Citi's ESG specialist Anita McBain highlights that as ESG investing has grown in prominence, a transparent measurement and disclosure practice of sustainability performance is now considered a fundamental part of effective corporate oversight and governance – and one that is increasingly demanded by investors. Complexities in reporting are evident, but the statement by ‘The Five’ aims to address this issue with a more transparent and shared baseline to enable greater sector comparisons and risk evaluation.
Two Key Concepts
- “Single materiality is what investors and companies care about for enterprise value creation.”
- “Double materiality refers to positive and/or negative externalities on the environment or society created by a company's operations, products and services.”
Current disclosure standards have created a high-quality foundation on which ESG scoring metrics can be built. However, in order to progress this initial conception, 'The Five' advocate for more consistent and dependable data, stressing that this would address concerns regarding confusion and cost and as a result encourage quality reporting from individual companies.
ESG in Europe – The evolving regulatory landscape, having enforced mandated sustainability-related reporting, is evidence of emerging ESG awareness and adaptation of ESG strategies into investment attitudes, which is reflective of growing investor demand across equities, fixed income and multi-asset strategies. Sustainable development has been a fundamental objective of the EU over the last 20 years, as mainstreamed via legislation such as EU Sustainable Development Strategy/EU 2020 Strategy and so on, and is expected to remain prominent in implementing the 2030 Agenda and SDGs – giving the EU a prime position in mandating the adoption of sustainability standards.
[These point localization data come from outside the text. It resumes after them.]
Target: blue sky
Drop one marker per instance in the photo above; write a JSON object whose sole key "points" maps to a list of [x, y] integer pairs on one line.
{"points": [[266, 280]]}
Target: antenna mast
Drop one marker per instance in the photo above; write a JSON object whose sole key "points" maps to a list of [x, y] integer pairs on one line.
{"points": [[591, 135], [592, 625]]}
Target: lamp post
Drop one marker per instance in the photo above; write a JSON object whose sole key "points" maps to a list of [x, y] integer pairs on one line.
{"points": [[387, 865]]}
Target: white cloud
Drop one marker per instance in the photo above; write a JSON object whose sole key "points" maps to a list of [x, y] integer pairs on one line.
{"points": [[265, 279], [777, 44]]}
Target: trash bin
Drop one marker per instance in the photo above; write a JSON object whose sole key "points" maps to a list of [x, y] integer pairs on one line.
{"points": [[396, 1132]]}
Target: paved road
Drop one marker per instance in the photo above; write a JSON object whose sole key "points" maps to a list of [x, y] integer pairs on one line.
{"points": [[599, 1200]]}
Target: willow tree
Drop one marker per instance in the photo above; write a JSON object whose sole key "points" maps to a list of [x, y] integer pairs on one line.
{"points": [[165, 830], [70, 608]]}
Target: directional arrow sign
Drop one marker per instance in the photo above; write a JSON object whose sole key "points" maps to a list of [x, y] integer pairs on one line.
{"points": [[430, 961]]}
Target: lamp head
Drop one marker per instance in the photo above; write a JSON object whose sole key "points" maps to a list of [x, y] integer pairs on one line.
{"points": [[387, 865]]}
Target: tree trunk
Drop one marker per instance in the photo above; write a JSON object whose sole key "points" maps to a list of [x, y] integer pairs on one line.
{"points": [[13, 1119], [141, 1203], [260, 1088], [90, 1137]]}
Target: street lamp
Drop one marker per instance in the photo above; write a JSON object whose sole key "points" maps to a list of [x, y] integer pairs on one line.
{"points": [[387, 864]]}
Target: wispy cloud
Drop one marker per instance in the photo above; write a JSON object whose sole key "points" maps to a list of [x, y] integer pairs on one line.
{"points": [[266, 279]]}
The IFRS Consultation Paper – Closed in December 2020, the paper outlined the proposal for improved disclosure of climate risk and sustainability indicators. As the demand for ESG-centred solutions increases, the IFRS has stressed the need for verifiable and transparent standards in all financial markets. In this ambition for a newly developed and maintained international agreement of reporting standards, the IFRS proposed the creation of a Sustainability Standards Board (SSB). Some progress already has been made regarding disclosures; the UK is making TCFD-aligned disclosures mandatory across the economy by 2025 (with a proportion mandatory by 2023).
IBC/WEF Stakeholder Capitalism Metrics Initiative – Growing from the World Economic Forum’s long-term commitment to stakeholder capitalism, this initiative is particularly impactful, as it highlights widespread executive support “for consistent reporting of 21 ‘core’ metrics in the categories of Principles of Governance, Planet, People, and Prosperity,’ with a supplemental set of 34 ‘expanded’ metrics in the same categories.”
With regard to approach, though fewer investors focus specifically on biodiversity loss and environmental issues, a number of specialists continue to stress their long-term implications – highlighting the lack of understanding regarding the impacts given the lack of attention from corporates. However, in an avenue very familiar to corporates, 'The Five' have also addressed the potential that sustainability matters could create or erode enterprise value, in order to present potential financial incentive for companies to develop their sustainability reporting processes.
The collective approach is instrumental to the impact that can be achieved across the standardisation of ESG disclosure. With support from bodies such as a new SSB, new reporting requirements can be implemented across global markets, with a climate-first approach leading the way.